焼入れ温度が高いほど炭素・合金元素の固溶量が増え、Ms点が低下して残留オーステナイトが増える。「高ければ硬くなる」という誤解で焼入れ温度を上げすぎると逆効果になる。特にSKD11はメーカー指定の上限(通常1030℃前後)を守ることが重要。

9. あえて残す場面——判断の基準

用途残留オーステナイトの方針理由
精密プレス金型(クリアランス < 0.05mm)最小化(サブゼロ必須)経時変態による寸法変化がクリアランスに直結
精密ゲージ・マスターゲージ最小化(サブゼロ必須)µm 単位の寸法安定性が要求される
衝撃パンチ・チゼル・型彫り電極一定量を残す(サブゼロなし or 低温サブゼロ)靱性確保が欠け割れ防止より優先
ショットピーニング後使用の歯車・ばね残す(サブゼロは後工程の後)変態膨張で圧縮残留応力を増大させる
SUJ2 軸受(高精度品)最小化(サブゼロ推奨)転がり接触疲労でのピッティングリスク低減
SUJ2 軸受(汎用・一般品)管理(複数回焼戻しで対応)コスト・工程の最適化で対応可能な場合も
事例:SKD11 精密抜き型 — 納品後 3 週間で断面不良
状況厚さ 1.2mm の冷延鋼板を打ち抜く精密金型をSKD11 で製作。設計クリアランス 0.024mm(板厚の2%)、納品時の寸法検査は合格。3週間の稼働後、打ち抜き断面にバリが増大し、毛羽立ちが生じた。
原因熱処理工程でサブゼロ処理が省略されており、残留オーステナイトが 25〜28% 残存。稼働中の摩擦熱(50〜80℃)が変態を加速し、パンチ・ダイともに 10〜15µm の膨張が発生。クリアランスが設計値の0.024mm から事実上ゼロに近づいた。
対策金型を再製作。熱処理仕様書に「焼入れ直後・焼戻し前に−75℃×2時間のサブゼロ処理」を明記。再製作品では納品後 6 ヶ月の稼働でも寸法変化は 3µm 以内に収まり、断面品質が安定。

10. FAQ

Q:残留オーステナイト量はどうやって測定するのか?

最も精度が高い方法はX線回折(XRD)です。オーステナイト(FCC)とマルテンサイト(BCT)はX線を異なる角度で回折するため、ピーク強度比から残留量を定量できます。測定分解能は通常1〜2%程度。現場では蛍光X線分析や硬さの実測値から間接的に推定することも多いですが、精密用途では第三者機関でのXRD測定が推奨されます。

Q:サブゼロ処理は焼戻し後でも効果があるか?

効果は大幅に低下します。焼戻しを行うと残留オーステナイトが「熱安定化」され、その後のサブゼロ処理でも変態しにくくなります。サブゼロ処理は焼入れ直後・焼戻し前に行うことが原則です。「焼戻し後でもやらないよりはまし」ですが、完全な寸法安定化を目的とするなら焼戻し前実施が必須です。

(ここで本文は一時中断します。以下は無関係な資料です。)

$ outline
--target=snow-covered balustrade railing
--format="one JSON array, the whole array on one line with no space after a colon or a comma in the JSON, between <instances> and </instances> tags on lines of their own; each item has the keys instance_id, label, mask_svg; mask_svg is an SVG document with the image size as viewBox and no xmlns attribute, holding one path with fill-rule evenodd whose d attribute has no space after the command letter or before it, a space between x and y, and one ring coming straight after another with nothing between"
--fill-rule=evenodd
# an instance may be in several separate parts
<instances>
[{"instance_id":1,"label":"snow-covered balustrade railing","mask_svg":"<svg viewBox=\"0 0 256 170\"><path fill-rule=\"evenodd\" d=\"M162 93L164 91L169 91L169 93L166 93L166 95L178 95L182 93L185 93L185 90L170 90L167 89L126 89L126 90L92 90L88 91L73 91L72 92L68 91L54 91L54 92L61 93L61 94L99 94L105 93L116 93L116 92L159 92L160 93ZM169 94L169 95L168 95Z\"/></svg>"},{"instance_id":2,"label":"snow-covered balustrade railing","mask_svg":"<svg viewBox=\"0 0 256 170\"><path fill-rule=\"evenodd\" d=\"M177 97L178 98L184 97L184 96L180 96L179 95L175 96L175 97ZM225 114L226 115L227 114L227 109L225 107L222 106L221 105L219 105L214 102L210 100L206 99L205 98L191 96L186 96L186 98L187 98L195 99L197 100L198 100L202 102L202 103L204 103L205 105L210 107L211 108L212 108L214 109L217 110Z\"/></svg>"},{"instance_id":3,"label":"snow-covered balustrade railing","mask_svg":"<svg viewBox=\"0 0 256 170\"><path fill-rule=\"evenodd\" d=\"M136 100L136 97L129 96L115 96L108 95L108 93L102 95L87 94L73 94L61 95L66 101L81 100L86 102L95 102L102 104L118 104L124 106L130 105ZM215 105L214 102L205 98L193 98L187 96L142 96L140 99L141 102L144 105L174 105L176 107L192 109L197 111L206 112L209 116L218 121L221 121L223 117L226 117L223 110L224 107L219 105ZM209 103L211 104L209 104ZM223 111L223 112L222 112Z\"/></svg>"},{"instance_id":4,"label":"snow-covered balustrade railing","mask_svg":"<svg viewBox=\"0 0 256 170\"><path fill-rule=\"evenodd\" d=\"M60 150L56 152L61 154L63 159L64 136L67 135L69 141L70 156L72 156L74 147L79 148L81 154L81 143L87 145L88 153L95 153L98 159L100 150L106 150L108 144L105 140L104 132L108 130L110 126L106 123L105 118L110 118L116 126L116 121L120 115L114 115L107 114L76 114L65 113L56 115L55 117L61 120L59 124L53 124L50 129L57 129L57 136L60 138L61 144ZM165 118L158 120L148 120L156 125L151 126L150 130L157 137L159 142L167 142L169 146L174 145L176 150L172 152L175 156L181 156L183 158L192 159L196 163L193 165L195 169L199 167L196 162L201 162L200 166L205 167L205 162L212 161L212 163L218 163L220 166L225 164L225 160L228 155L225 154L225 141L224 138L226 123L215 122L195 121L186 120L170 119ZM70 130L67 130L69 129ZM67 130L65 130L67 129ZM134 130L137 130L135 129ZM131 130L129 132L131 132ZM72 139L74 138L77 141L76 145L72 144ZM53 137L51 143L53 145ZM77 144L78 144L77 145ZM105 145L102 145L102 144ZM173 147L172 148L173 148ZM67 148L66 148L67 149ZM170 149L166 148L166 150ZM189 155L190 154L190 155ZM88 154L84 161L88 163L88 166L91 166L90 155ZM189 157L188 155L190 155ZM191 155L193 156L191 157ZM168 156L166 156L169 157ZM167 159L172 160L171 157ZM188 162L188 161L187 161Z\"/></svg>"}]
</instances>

Q:残留オーステナイトが多い状態で使い始めると、その後安定するか?

完全には安定しません。使用中の温度・応力により変態が進み続け、累積寸法変化が生じます。ただし変態速度は時間とともに漸減するため、「ならし運転期間」を設けて初期変化を逃がす手法を採る現場もあります。精密用途では初期変化分を見越した余裕代設計(公差の見直し)か、サブゼロ処理による変態完結が唯一の根本対策です。

まとめ

  • 残留オーステナイトは高炭素・高合金鋼の焼き入れ後に必然的に残る準安定相。高炭素工具鋼(SKD11・SUJ2・SKH51)では 20〜30% に達する。
  • 最大の罪は経時変態による寸法変化。精密金型・ゲージでは数µm〜数十µmの膨張が致命的な品質問題になる。
  • 功の側面もある:靱性向上・衝撃割れ防止・ショットピーニング後の圧縮残留応力増大。用途によっては「あえて残す」判断が合理的。
  • 対策の王道は焼入れ直後・焼戻し前のサブゼロ処理。SKH51など高速度工具鋼は複数回焼戻しで段階的に低減。
  • 判断の軸は「寸法精度優先か靱性優先か」。精密金型はサブゼロ必須、衝撃工具は残す選択もある。